Several of those control hardware acceleration features. 

Then there are the private link properties that you can access via dladm 
show-linkprop (but that don't show up unless specifically requested): 

_tx_copy_thresh 
_tx_recycle_thresh 
_tx_overload_thresh 
_tx_resched_thresh 
_rx_copy_thresh 
_rx_limit_per_intr 
_intr_throttling 
_adv_pause_cap 
_adv_asym_pause_cap 

All of those look interesting, but would likely require some 
driver-level information to use properly. 

> I did however issue 'echo dohwcksum/W 0 | mdb -kw' 
> 
> I assume that turned off hardware checksums. Flipping that bit made no 
> difference, however. 
> 
> I added a Broadcom 5709 dual port card which uses the bnx driver. It 
> experiences the same degradation as the Intel chips. The Broadcom driver is 
> configurable for turning off hardware checksums and so I did that in 
> bnx.conf. It made no difference, the network performance still deteriorates. 

That's interesting. 

Have you tried isolating other components? Is the behavior the same on 
all switch ports? Does it differ if you're connected to a different 
brand of switch? 

Is there anything special going on here? For example, do you have 
standard IEEE link negotiation turned off -- forcing duplex or link speed? 

> I could find no options to disable LSO on either the Broadcom or Intel 
> cards. Is there an object to tweak with mdb? 

It's a driver property; see above. (Tweaking with mdb is at least 
theoretically possible, but is actually fairly hard to do.) 

>> I suggest: 
>> 
>> - using dtrace to find out what the code paths are when traffic is 
>> working fine and when it's slow; the difference may reveal something, 
>> 
> 
> Tracking this with dtrace is currently out of my league, but I take 
> direction well. 

It's an interactive exercise, unfortunately, and I don't think I have 
the time to walk through it here. 

> My current work around is that I expanded the number of zones running on the 
> four web servers from 8 zones total to 28 zones total. This has dramatically 
> slowed the degradation. I would have gone to 32 zones but the current IP 
> subnet wont support it. Before expanding to 28 zones, I was forced to delete 
> the vnics and reboot the zones each day. 
> 
> 
>>From time to time, I see correctiosn in the response time graphs.
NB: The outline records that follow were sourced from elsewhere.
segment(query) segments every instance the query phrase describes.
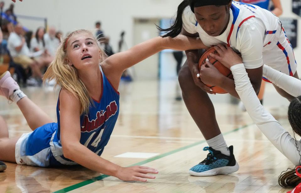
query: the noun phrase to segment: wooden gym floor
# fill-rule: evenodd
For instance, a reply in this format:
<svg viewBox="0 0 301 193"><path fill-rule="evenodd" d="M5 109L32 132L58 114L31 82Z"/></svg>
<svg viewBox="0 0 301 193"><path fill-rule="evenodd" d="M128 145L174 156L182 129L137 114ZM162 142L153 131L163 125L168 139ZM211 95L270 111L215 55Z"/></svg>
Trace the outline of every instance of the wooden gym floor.
<svg viewBox="0 0 301 193"><path fill-rule="evenodd" d="M80 166L42 168L6 163L0 173L0 192L286 192L278 176L293 166L253 124L237 101L226 95L211 97L228 146L233 145L240 166L228 175L197 177L189 169L204 159L207 146L183 101L177 101L176 80L122 83L120 112L102 156L122 166L140 165L159 171L146 183L125 182ZM51 87L28 87L24 92L56 121L58 92ZM265 107L292 133L289 104L266 85ZM197 107L196 107L197 108ZM203 113L206 113L203 112ZM0 98L0 115L10 137L31 130L18 107ZM1 126L0 126L1 127Z"/></svg>

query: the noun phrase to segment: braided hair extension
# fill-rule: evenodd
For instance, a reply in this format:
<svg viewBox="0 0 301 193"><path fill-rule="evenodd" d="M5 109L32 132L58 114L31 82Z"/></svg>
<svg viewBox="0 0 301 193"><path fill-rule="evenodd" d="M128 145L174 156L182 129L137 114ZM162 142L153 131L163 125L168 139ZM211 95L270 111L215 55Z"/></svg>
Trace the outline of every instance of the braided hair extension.
<svg viewBox="0 0 301 193"><path fill-rule="evenodd" d="M300 150L298 149L297 140L295 136L295 133L301 136L301 96L299 96L292 101L288 107L288 120L293 128L295 145L300 156L299 164L301 165ZM288 168L286 171L283 171L278 177L279 185L283 188L294 187L301 183L301 178L295 175L297 167L293 169ZM301 171L298 168L298 171Z"/></svg>
<svg viewBox="0 0 301 193"><path fill-rule="evenodd" d="M191 11L194 13L194 8L202 6L209 5L215 5L219 7L227 5L232 2L232 0L215 0L212 1L209 0L184 0L178 7L176 16L173 23L171 25L170 27L164 29L161 28L160 26L156 25L157 29L160 32L160 33L167 33L161 36L163 37L170 36L174 38L178 36L182 30L183 25L182 20L182 14L185 8L188 6L190 7ZM227 10L226 8L226 10Z"/></svg>

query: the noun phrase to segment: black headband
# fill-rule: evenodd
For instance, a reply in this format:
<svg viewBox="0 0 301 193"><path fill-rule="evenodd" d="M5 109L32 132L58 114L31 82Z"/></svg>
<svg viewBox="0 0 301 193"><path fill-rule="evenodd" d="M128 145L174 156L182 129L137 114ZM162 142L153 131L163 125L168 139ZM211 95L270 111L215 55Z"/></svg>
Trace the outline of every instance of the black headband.
<svg viewBox="0 0 301 193"><path fill-rule="evenodd" d="M190 0L189 1L190 8L194 13L195 7L207 5L227 5L230 2L229 0Z"/></svg>

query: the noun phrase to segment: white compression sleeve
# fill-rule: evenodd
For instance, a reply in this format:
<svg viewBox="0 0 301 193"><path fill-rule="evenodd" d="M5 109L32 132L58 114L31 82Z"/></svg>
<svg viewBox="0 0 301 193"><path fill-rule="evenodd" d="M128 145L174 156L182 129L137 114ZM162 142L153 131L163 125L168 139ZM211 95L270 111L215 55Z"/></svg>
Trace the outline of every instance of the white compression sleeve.
<svg viewBox="0 0 301 193"><path fill-rule="evenodd" d="M263 65L263 74L270 81L292 96L297 97L301 95L301 80L299 79L265 65Z"/></svg>
<svg viewBox="0 0 301 193"><path fill-rule="evenodd" d="M260 104L244 64L235 65L230 69L234 78L235 90L252 119L281 153L295 165L300 165L300 141L292 137Z"/></svg>

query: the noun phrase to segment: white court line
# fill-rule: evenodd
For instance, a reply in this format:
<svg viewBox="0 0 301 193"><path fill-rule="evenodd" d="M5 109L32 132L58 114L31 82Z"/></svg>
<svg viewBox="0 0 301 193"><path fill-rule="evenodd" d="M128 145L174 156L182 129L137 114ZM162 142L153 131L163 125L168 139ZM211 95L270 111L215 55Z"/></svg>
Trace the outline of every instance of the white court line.
<svg viewBox="0 0 301 193"><path fill-rule="evenodd" d="M194 140L200 141L204 140L203 138L190 138L189 137L160 137L156 136L140 136L137 135L112 135L111 137L122 137L123 138L139 138L141 139L175 139L175 140Z"/></svg>
<svg viewBox="0 0 301 193"><path fill-rule="evenodd" d="M193 143L195 141L171 141L169 140L166 140L165 141L168 143Z"/></svg>
<svg viewBox="0 0 301 193"><path fill-rule="evenodd" d="M126 152L114 156L116 157L126 157L126 158L148 158L159 155L156 153L144 153L143 152Z"/></svg>

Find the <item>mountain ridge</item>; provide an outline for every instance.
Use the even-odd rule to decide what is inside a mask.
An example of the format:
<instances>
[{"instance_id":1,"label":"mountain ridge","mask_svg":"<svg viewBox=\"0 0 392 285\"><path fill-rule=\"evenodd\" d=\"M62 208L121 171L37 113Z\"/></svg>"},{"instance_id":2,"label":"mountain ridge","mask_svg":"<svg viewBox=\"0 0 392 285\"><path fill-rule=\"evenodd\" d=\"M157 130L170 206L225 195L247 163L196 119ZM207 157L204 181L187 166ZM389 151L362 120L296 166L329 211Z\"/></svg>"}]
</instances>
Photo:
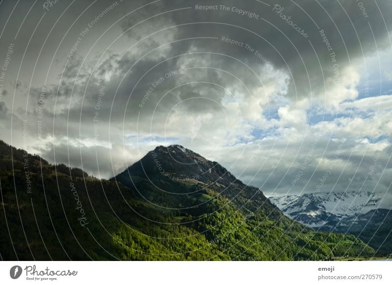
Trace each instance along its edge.
<instances>
[{"instance_id":1,"label":"mountain ridge","mask_svg":"<svg viewBox=\"0 0 392 285\"><path fill-rule=\"evenodd\" d=\"M25 152L2 142L0 150L4 260L320 260L375 253L354 236L290 219L257 188L176 145L157 147L110 180L28 156L30 193Z\"/></svg>"}]
</instances>

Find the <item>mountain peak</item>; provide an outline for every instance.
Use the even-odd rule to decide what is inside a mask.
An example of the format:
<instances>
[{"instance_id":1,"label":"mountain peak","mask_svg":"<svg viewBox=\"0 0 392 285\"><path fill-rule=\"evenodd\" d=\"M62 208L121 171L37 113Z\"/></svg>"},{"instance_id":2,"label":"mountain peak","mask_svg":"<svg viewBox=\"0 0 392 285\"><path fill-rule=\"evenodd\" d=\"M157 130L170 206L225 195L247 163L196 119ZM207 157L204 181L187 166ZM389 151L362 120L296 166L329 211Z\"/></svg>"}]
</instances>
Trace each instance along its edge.
<instances>
[{"instance_id":1,"label":"mountain peak","mask_svg":"<svg viewBox=\"0 0 392 285\"><path fill-rule=\"evenodd\" d=\"M196 177L204 183L219 181L227 186L236 181L242 184L217 162L179 144L157 146L120 175L129 174L145 178L157 175L161 178Z\"/></svg>"}]
</instances>

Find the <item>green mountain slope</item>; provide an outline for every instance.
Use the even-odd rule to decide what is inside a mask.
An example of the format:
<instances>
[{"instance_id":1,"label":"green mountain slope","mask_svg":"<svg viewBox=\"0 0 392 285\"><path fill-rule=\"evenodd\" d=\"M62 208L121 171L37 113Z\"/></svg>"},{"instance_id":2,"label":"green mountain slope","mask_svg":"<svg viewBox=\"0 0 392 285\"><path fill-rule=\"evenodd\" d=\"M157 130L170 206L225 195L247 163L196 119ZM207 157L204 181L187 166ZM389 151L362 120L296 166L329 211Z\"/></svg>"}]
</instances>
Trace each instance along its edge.
<instances>
[{"instance_id":1,"label":"green mountain slope","mask_svg":"<svg viewBox=\"0 0 392 285\"><path fill-rule=\"evenodd\" d=\"M372 255L318 233L257 189L180 146L158 147L110 180L0 142L3 260L298 260Z\"/></svg>"}]
</instances>

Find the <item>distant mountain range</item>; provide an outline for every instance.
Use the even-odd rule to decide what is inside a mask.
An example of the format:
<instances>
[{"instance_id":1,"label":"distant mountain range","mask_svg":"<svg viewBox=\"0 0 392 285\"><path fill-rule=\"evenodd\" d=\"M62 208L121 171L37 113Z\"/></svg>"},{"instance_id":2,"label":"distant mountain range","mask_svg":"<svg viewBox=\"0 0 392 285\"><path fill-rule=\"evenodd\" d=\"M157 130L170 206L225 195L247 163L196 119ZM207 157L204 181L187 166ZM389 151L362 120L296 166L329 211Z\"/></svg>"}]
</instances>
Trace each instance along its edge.
<instances>
[{"instance_id":1,"label":"distant mountain range","mask_svg":"<svg viewBox=\"0 0 392 285\"><path fill-rule=\"evenodd\" d=\"M287 216L322 231L349 233L379 251L392 252L392 211L379 209L384 194L332 192L271 196Z\"/></svg>"},{"instance_id":2,"label":"distant mountain range","mask_svg":"<svg viewBox=\"0 0 392 285\"><path fill-rule=\"evenodd\" d=\"M258 189L180 145L109 180L0 141L2 260L320 260L373 256L353 235L317 232Z\"/></svg>"}]
</instances>

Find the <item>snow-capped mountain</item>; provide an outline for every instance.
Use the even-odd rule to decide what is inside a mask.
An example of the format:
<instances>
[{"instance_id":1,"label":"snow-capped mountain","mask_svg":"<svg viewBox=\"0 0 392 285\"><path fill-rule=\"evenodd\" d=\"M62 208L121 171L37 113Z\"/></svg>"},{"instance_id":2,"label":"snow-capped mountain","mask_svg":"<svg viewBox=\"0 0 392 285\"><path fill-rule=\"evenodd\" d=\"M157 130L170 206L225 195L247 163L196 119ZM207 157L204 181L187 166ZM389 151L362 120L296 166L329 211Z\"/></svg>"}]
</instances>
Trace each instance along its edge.
<instances>
[{"instance_id":1,"label":"snow-capped mountain","mask_svg":"<svg viewBox=\"0 0 392 285\"><path fill-rule=\"evenodd\" d=\"M333 192L272 196L270 201L287 216L313 228L344 230L357 218L378 209L379 192Z\"/></svg>"}]
</instances>

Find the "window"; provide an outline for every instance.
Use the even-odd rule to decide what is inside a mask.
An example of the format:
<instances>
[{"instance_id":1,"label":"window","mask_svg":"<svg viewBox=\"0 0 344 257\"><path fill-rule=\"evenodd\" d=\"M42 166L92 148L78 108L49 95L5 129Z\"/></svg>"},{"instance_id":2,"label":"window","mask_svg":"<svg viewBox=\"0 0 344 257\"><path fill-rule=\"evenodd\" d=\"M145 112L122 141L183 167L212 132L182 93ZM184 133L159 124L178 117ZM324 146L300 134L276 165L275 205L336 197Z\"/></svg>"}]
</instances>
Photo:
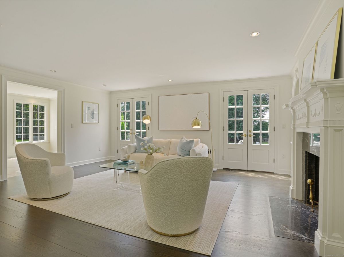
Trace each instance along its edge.
<instances>
[{"instance_id":1,"label":"window","mask_svg":"<svg viewBox=\"0 0 344 257\"><path fill-rule=\"evenodd\" d=\"M45 106L16 102L15 106L15 142L46 141Z\"/></svg>"}]
</instances>

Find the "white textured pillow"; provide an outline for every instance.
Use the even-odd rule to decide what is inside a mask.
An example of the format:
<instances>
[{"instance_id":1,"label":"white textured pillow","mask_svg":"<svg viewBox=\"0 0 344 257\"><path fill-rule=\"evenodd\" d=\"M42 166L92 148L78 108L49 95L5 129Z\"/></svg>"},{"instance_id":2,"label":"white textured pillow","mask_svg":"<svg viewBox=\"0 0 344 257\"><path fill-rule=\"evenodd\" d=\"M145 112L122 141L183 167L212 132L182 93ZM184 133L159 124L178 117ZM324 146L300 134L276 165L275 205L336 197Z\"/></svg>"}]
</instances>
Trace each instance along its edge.
<instances>
[{"instance_id":1,"label":"white textured pillow","mask_svg":"<svg viewBox=\"0 0 344 257\"><path fill-rule=\"evenodd\" d=\"M136 143L128 144L128 154L133 153L136 151Z\"/></svg>"}]
</instances>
For 
> instance, one or more zones/vnics on the a given system experience a sudden 
> drop in response times. Say from 5ms to less than 1 ms. When this happens, 
> occasionally a cycle starts where every one to two hours the performance 
> resets back under 1ms(I view this as a good thing), and then begins to rise 
> again. Eventually, some large spike comes around in response time, the cycle 
> breaks, and the system resumes the slow climb to certain death. 
> 
> I could use some more ideas. I am considering putting a pre-crossbow S10, 
> oi148, and/or S11 on the front line here to see if the problem goes away. I 
> starting to scrape the bottom of the barrel for ideas.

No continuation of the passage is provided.